In Winslow v. State, Fla., 45 So.2d 339, the defendant was charged with a crime against nature performed on his step-daughter. The information alleged the crime to have occurred on March 20, 1949, but the County Solicitor, in his opening statement to the jury, announced he intended to prove the crime was committed sometime between March 11th and March 31st. At this point, counsel for the defendant moved the Court for a bill of particulars as to the date of the alleged offenses and the nature thereof. The trial court denied the motion and forced the defendant to trial, whereupon he was convicted and later appealed. The Supreme Court reversed the conviction and awarded a new trial.
Justice Chapman stated: "The granting of a bill of particulars in a criminal case is not founded upon a legal right but is a matter resting within the sound discretion, depending entirely upon the nature and circumstances of each particular case, of the trial court. Jarrell v. State, 135 Fla. 736, 185 So. 873."

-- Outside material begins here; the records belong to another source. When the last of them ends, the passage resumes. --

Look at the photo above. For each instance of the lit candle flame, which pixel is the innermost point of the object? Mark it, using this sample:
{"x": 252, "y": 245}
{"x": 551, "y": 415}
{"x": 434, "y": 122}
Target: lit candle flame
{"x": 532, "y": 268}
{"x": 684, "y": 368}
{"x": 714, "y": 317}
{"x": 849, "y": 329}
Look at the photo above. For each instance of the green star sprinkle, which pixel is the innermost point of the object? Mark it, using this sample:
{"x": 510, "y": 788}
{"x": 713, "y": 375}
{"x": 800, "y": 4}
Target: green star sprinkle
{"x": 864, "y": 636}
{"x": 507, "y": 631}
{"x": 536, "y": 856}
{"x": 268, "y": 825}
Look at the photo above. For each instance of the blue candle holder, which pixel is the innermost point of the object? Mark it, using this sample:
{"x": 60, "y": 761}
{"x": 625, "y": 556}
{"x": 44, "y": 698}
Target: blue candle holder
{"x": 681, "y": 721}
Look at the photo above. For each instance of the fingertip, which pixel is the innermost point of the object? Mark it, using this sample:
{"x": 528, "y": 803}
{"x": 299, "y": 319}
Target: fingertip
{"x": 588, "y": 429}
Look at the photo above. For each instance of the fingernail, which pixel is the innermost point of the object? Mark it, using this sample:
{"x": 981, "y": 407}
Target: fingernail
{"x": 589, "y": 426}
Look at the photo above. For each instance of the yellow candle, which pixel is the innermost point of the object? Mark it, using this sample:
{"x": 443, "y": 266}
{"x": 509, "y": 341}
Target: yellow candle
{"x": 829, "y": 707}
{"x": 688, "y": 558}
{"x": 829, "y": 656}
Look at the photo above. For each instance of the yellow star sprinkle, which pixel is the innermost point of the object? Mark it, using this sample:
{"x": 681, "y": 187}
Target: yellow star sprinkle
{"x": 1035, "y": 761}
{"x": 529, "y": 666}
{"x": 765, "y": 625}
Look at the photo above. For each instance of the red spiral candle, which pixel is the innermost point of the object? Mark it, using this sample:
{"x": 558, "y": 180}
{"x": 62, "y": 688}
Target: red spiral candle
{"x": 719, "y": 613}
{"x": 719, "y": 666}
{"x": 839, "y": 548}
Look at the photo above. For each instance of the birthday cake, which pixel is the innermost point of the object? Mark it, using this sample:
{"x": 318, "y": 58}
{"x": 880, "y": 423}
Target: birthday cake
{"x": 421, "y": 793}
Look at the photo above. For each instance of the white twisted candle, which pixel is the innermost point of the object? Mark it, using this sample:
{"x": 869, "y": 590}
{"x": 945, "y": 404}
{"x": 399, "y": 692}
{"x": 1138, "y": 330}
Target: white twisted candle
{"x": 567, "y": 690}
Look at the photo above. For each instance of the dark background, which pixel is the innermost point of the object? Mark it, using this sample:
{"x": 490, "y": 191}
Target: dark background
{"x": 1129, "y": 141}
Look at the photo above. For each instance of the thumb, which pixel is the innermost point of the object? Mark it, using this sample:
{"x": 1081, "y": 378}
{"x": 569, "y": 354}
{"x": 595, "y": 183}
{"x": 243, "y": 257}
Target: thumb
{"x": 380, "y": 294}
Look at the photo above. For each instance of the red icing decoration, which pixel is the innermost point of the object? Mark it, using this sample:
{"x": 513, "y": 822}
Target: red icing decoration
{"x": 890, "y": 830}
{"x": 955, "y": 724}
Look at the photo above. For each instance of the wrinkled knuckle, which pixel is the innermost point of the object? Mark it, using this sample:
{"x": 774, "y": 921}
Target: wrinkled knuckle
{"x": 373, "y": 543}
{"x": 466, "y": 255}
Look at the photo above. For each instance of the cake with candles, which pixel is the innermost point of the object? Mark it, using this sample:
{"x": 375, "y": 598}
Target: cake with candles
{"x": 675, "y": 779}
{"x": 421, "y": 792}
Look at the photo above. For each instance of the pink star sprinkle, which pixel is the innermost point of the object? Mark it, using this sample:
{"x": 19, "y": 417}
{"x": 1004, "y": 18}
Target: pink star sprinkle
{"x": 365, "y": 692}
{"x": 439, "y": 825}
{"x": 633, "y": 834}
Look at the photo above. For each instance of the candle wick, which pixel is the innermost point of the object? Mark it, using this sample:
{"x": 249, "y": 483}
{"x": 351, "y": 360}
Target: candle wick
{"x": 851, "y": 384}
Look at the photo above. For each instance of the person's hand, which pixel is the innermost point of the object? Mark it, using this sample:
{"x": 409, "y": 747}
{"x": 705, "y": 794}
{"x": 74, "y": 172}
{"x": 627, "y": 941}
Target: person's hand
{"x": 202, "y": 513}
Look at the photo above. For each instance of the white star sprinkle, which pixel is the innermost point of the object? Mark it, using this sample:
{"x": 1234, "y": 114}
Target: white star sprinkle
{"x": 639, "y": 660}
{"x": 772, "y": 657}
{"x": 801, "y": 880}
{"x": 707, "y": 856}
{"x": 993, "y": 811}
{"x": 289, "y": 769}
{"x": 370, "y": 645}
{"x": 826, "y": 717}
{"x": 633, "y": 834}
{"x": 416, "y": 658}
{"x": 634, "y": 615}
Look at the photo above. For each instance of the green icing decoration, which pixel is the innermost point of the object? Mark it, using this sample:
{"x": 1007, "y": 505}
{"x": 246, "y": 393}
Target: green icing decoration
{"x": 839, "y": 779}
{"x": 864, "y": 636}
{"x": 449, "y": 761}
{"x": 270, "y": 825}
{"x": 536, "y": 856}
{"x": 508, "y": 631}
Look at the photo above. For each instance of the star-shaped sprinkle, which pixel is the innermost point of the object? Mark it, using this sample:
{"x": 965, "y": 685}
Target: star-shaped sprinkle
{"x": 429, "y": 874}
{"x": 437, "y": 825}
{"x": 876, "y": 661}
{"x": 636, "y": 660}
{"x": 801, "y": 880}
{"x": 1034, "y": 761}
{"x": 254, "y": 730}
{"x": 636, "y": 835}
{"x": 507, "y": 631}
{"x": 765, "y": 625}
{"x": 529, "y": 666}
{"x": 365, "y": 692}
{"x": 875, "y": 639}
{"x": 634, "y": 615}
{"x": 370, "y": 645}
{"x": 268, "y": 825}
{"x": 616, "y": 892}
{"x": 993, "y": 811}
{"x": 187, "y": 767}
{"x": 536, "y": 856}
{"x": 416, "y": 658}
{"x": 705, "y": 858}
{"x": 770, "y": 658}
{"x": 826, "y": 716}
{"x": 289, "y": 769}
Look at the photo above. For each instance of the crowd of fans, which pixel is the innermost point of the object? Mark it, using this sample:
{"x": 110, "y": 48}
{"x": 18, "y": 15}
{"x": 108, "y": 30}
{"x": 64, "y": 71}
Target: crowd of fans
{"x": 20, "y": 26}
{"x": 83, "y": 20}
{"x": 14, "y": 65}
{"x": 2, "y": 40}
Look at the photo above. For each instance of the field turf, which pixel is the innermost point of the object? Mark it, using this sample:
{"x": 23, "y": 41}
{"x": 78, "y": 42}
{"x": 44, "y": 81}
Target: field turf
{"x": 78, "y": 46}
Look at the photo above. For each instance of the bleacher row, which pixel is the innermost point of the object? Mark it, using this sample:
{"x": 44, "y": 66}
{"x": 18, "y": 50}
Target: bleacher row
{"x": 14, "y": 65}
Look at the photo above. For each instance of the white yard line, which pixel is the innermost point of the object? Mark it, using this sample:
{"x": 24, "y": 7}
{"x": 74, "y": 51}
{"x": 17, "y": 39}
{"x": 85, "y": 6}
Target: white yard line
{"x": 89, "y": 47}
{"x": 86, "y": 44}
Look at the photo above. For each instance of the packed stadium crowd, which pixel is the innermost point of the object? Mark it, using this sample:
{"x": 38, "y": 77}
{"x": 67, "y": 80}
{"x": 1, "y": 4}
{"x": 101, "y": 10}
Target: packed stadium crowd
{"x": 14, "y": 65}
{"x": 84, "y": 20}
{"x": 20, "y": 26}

Further quoting Thomas v. State, 74 Fla. 200, 76 So. 780, the Court said: "Thomas was convicted for selling whiskey. Prior to the trial he applied to the trial court for a bill of particulars and the same was denied. We held the ruling erroneous and in part said: `* * * If he is innocent it is possible for him to prepare his case; he must simply wait until he hears the witness for the state, and then content himself with a denial. If by some chance a witness is at hand to prove that the state witness was in error as to the particular transaction, the state may call upon the same witness, or another, to testify as to a transaction upon another date, at a different place and with another person. The ease with which such evidence can be procured, the difficulty of proving the perjury when committed, the facility with which this method of revenge may be utilized by wickedly disposed persons to subject an enemy to trouble, expense, and disgrace, or by unscrupulous persons as a means of livelihood, seems to us to imperatively demand the granting of a motion for a bill of particulars when seasonably made, to the end that the defendant may be fully advised of the nature and cause of the accusation against him; that he may have an opportunity to prepare his defense, and that the machinery of the courts may not be utilized by unscrupulous persons to bring about the humiliation and disgrace of a personal enemy, or by designing persons as a means of acquiring revenue by furnishing evidence for conviction. In cases where the corpus delicti may be shown in many ways a denial of a bill of particulars may not entail such harmful consequences to the defendant, and the court's discretion may not be disturbed; but where the time, place, and circumstances of an alleged crime rest for proof only in the breast, mind, or imagination of a single witness or set of witnesses, the defendant would seem to be entitled to the protection which a bill of particulars affords against the possibility, not to say probability, of a miscarriage of justice. * * *.'"
The Judgment is reversed and a new trial awarded.
KANNER, Acting C.J., and ALLEN, J., concur.